If you suspect you have an exhaust system leak, make sure to have it checked right away for your vehicle’s safety and your health. Fumes from the exhaust system are dangerous when they enter your passenger’s cabin. It can be dangerous to your health.
Can you drive with an exhaust leak?
Although it is possible to drive with an exhaust like, it is not advisable to continue driving your car knowing it has an exhaust leak. Poor gas mileage, noises, and vibrations might be tolerable and just plain annoying, but you cannot take chances on carbon monoxide. You may think that you are safe from noxious exhaust fumes inside your car’s cabin, when in fact the interior is not airtight so carbon monoxide can slowly begin to seep in but it has a difficult time getting out. You may suffer from headaches, dizziness or fatigue with some exposure to exhaust fumes. Dizziness can easily cause an accident while prolonged exposure to carbon monoxide can even cause death. When you are experiencing any of the symptoms indicated previously especially when you smell exhaust fumes, roll your windows down and take your car to a muffler or auto repair shop.

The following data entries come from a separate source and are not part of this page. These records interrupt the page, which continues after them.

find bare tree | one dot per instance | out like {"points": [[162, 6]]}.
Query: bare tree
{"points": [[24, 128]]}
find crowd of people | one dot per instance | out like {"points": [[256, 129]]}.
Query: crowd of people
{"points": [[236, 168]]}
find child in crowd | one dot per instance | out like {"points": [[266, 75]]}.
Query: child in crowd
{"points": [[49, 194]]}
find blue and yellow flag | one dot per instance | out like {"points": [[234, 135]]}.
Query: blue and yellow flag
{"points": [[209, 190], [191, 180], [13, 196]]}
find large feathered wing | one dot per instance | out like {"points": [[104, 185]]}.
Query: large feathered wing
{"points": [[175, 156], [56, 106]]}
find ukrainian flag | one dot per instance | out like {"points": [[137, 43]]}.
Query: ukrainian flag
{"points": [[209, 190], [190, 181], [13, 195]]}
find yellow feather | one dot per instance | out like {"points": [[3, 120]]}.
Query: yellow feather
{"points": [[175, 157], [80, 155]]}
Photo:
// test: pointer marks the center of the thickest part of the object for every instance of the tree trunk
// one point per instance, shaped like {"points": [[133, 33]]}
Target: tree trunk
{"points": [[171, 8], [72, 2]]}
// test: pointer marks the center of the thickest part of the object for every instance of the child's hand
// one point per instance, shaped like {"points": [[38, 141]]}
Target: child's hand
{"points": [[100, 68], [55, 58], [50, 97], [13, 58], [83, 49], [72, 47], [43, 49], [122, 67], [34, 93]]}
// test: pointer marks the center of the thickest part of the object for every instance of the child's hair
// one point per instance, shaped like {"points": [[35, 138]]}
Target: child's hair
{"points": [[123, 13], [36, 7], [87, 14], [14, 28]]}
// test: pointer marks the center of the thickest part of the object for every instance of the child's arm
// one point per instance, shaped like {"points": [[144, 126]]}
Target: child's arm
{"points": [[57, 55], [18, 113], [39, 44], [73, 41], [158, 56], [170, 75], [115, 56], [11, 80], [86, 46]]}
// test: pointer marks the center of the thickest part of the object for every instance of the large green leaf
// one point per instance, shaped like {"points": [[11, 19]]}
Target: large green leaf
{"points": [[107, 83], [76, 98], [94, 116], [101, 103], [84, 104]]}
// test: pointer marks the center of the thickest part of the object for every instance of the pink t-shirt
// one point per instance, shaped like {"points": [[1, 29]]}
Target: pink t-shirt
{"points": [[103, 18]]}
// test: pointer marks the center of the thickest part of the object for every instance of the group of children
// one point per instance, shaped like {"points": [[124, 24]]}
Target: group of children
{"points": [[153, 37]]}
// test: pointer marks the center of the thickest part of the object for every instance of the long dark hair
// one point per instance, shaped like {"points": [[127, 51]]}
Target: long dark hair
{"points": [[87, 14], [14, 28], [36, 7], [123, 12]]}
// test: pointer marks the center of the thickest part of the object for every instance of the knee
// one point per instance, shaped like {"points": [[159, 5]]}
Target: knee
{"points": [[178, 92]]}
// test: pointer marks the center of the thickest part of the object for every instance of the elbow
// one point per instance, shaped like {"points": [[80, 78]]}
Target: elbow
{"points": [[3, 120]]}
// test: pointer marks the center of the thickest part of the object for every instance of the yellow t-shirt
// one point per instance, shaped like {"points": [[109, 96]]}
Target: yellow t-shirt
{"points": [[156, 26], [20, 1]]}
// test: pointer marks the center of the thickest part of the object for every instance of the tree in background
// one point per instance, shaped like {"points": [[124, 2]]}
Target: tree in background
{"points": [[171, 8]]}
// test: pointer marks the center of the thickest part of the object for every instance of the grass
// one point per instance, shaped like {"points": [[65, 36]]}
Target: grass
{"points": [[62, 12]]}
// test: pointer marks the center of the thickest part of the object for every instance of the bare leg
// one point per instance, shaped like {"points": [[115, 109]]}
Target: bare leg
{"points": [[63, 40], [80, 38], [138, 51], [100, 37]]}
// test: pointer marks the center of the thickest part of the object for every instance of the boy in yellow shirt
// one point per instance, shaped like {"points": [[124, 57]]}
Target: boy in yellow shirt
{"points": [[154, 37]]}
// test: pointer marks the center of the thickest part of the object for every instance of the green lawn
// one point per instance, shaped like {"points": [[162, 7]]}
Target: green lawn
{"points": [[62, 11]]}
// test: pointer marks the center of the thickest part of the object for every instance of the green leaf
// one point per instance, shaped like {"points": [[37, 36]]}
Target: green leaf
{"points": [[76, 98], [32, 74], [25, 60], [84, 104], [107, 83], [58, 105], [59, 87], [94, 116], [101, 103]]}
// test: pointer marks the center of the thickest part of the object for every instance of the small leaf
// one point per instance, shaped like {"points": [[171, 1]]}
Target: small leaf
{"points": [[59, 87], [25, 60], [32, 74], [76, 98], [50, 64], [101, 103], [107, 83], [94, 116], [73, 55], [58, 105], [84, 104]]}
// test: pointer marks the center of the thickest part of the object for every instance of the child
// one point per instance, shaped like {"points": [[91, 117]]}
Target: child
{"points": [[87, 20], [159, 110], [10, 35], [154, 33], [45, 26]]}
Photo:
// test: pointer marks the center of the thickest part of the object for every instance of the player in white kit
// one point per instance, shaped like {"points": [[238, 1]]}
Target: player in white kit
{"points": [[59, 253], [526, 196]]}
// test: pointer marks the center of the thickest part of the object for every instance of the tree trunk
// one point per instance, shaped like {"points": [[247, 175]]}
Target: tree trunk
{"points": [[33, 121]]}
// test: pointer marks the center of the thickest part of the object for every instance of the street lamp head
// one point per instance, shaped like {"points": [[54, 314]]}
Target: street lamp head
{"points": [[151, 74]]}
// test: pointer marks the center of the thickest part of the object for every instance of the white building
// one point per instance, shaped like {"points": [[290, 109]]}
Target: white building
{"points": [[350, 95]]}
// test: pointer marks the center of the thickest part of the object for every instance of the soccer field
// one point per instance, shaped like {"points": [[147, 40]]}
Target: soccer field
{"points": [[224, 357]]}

Will an exhaust leak cause a check engine light?
Yes, it may. An exhaust leak can cause the check engine light to illuminate and also because of the fact that it can result in poor readings from the oxygen sensor. As the name implies, the oxygen sensor monitors exhaust for oxygen levels. A leak in the exhaust can cause high levels of oxygen present in the fumes which would result in the sensor increasing fuel consumption.
When there’s any indication of an exhaust leak you should have it checked out right away. You should not wait for all the symptoms to appear before taking action. If you know how to find an exhaust leak, you can also do a temporary fix. Remember to have the windows rolled down when you drive your car with an exhaust leak to a repair shop.